Two Star Wars Fans Crack The Complicated Science Behind BB-8

One of the most striking elements of the Star Wars: The Force Awakens trailers that we’ve seen is that adorable, inventive droid, who we’ve since learned to call BB-8. Simultaneously something familiar and fresh—it looks like droids we know in some regards, but the fact that the head sits on top of a rolling ball of a body marks it as very different—there’s been a lot of discussion about the science behind this new astromech, especially once we learned it was a practical effect, not GGI, and two fans have broken it down for our convenience.

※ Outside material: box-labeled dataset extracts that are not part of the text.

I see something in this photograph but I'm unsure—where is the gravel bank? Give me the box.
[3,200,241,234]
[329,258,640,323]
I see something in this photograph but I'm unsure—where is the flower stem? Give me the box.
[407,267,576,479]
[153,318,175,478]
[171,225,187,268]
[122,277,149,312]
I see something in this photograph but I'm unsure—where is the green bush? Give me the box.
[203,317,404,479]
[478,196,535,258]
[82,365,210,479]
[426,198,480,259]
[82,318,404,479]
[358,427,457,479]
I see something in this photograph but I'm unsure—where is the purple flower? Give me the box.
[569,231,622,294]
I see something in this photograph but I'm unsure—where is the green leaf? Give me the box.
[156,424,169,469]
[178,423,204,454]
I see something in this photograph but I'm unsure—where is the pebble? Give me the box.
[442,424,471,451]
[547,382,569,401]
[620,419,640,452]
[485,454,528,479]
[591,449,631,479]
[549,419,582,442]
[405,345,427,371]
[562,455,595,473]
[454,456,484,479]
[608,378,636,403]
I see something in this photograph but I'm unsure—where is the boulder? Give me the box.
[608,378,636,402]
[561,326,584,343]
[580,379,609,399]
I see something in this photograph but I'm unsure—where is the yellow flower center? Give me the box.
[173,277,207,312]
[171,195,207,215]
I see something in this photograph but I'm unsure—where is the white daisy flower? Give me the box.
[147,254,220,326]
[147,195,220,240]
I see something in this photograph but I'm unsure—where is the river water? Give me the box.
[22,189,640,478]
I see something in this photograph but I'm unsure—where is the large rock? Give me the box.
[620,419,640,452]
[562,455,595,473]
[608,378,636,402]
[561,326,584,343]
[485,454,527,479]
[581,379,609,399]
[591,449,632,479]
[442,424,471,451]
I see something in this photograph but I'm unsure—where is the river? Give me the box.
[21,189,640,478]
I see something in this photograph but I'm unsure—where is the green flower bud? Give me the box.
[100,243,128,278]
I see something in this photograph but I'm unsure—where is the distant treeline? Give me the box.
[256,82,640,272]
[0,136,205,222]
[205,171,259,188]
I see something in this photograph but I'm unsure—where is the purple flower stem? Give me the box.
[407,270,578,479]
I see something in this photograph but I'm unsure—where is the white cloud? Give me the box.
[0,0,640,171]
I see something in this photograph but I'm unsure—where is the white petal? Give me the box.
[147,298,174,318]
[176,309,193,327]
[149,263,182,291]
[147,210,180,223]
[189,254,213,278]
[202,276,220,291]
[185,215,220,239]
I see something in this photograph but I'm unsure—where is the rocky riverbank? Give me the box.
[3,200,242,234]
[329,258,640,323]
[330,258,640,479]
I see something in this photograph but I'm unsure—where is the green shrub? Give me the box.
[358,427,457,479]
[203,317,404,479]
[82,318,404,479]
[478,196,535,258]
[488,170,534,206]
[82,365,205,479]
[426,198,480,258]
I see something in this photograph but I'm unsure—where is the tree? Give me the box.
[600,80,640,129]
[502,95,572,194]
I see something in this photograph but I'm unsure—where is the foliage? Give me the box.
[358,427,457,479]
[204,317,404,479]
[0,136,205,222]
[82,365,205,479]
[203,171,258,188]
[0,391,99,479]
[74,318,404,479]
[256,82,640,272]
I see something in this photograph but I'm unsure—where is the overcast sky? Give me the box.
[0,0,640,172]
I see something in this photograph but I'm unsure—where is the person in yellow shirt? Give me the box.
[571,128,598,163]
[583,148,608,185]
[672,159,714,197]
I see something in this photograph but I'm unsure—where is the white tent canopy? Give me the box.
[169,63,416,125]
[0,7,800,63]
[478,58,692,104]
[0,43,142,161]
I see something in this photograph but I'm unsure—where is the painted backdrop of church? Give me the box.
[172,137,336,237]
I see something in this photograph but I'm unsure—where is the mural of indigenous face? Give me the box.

Lucasfilm hasn’t revealed exactly how they made the tricky little droid work, but two Spanish Star Wars fans, Carlos Sánchez, an engineer, and Emilio Gelardo, a designer who specializes in building all things Star Wars, think they have cracked the code, and their findings are on their website, HowBB8Works.com. Like many others curious about this subject, the two basically just poured over every article or scrap they could find. Sánchez tells Yahoo:

We found some very cool articles about it, but they were all missing something; none really explained, in-depth, the full story behind BB-8

As much as they dug, it remained a mystery, until the duo found a patent filed by Disney back in 2010 for a "magnetic spheric balancing robot drive." Patents are public, but for some reason no one paid much attention to this one, and it led Sánchez and Gelardo to posit two theories about BB-8 based on this information, one of which they know must be wrong. Their site also has a handy dandy animated rendering of each, so you can get a solid idea of how each idea would work.

BB8

The first design is actually based on the mechanics of an AT-AT foot, and has a mechanism that allows the head to move freely around the top of the spherical body on a magnet and set of ball bearings, while a four-wheeled drive system propels the body.

BB8

The second is closer in design to the patent. A drive system similar to the first controls the movement and direction of the body, while the head is attached to an arm—again, via a system of magnets and rollers that are likely used to allow the head and body to move independently from one another.

As cool as BB-8 looks in action, rolling across the rough desert ground of Jakku at high speed in the sparse bits of footage from The Force Awakens that have been revealed thus far, to see it in real life is actually even more impressive. At Star Wars Celebration a few months back, the little astromech was onstage with some of the key movers and shakers from Lucasfilm—BB-8 and R2-D2 even had a tense stand off at one point—and just how natural and fluid the droid looks is remarkable.

We don’t know a ton about BB-8, either the practical effect or the character, but it is believed that, like R2-D2, the new droid is designed to fit into the socket of an X-Wing Fighter, specifically the newer model that we’ve seen glimpses of—it makes sense the crafts would get an upgrade over the course of thirty years. It’s also been posited that BB-8 belongs to Oscar Isaac’s pilot, Poe Dameron.

Like most things related to Star Wars: The Force Awakens, we won’t know any of this for sure until the movie opens on December 18.